Кинорапорт был приурочен к пятнадцатилетию кино. В начале 1935 года страна готовилась торжественно отпраздновать юбилей.
Тогда и появилась в «Правде» статья Михаила Кольцова с рассказом о том, как весной восемнадцатого года он вместе с отрядом красноармейцев обошел комнату за комнатой бывший особняк нефтепромышленника Лианозова, а затем занял его под первое кинематографическое учреждение — Московский кинокомитет.

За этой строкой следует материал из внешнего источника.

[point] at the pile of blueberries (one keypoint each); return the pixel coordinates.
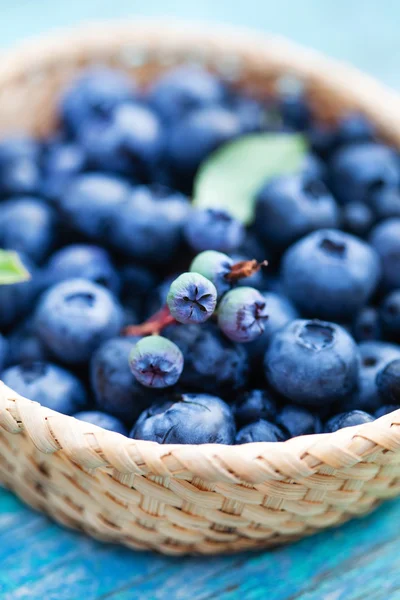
(100, 215)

О чем вспоминал Вертов, читая статью Кольцова? О том, как монтировались им номера «Кинонедели»? Или о первых манифестах и выпусках «Кино-Правды»? Или о полнометражных картинах, рассказывающих о Москве, о нашей стране, шестой части мира? Или вспомнился ему монтаж самой первой большой картины «Годовщина революции»?
А может, вспомнил он совсем о другом — не о фильмах, не об экспериментальных поисках, а о погожем осеннем дне, когда взобрался на вершину декоративного грота, что стоял во дворе лианозовского особняка, потом, пересилив себя, прыгнул вниз, и с этого прыжка все, все, все началось?..
Среди тех, кто писал о Вертове, выступал на диспутах по его картинам, встречалось немало людей, то споривших с ним до хрипоты, то совершенно и безоговорочно принимавших его, то споривших с ним снова.
Были и такие, которые не смирились с ним ни при его жизни, ни после его смерти — остались непримиримыми до конца.
Но были и такие, которые всегда понимали творческие потенции Вертова, талантливость его личности. Среди них — Сергей Юткевич. Они не были личными друзьями, многое их разводило: когда Вертов в своих манифестах, статьях середины двадцатых годов все еще сбрасывал искусство с пьедесталов, Юткевич уже окунулся в него с головой.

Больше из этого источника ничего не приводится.